La gamma comprende vini bianchi, un rosato e un moscato passito, e vini rossi affinati in acciaio, legno e pietra.
Questi ultimi vanno a costituire l’alta gamma aziendale, si tratta di Petite Arvine e Torrette Superiore, vinificati ed affinati per dieci mesi in vasche di granito del Monte Bianco e che, una volta imbottigliati s’affinano per dodici mesi nelle ex miniere di magnetite di Cogne, le miniere più alte d’Europa ad oltre 2000 mt. di quota ad una temperatura costante di 6°C.
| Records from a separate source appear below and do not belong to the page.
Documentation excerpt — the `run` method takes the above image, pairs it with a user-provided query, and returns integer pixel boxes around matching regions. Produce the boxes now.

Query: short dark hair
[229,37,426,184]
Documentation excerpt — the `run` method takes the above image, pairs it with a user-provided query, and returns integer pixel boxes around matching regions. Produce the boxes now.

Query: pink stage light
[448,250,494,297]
Al termine delle relazioni abbiamo potuto assaggiare alcuni vini prodotti dalle tre aziende situate ad Aymavilles, ovvero di Didier Gerbelle abbiamo degustato il Revance 2020 – Vino bianco da uve Blanc Commun, e due annate del rosso L’Ainé, da uve Neiret vinificate in purezza, sia il vino dell’annata 2019 che quello del 2018, sono stati affinati in anfora ed in carati di legno.

La Cave des Onze Communes ha presentato tre vini affinati a 2.000 metri d’altitudine nel locale della polveriera all’interno delle miniere di Cogne.
Abbiamo così potuto assaggiare il Vin des Mineurs, il Petite Arvine  “Miniera” ed il Torrette Superiore “Miniera”.

Mentre l’azienda Les Crêtes ha proposto una verticale di tre annate di Fumin, 2020, 2017 e 2003 con quest’ultimo vino ancora in forma smagliante seppur con quasi vent’anni sulle spalle.
Lorenzo Colombo

Nota: purtroppo a causa di un problema allo smartphone quasi tutte le foto scattate durante l’evento sono andate perse.
Di conseguenza la maggior parte di quelle pubblicate ci sono state gentilmente girate da Andrea Li Calzi (che ringraziamo), anche lui presente all’evento.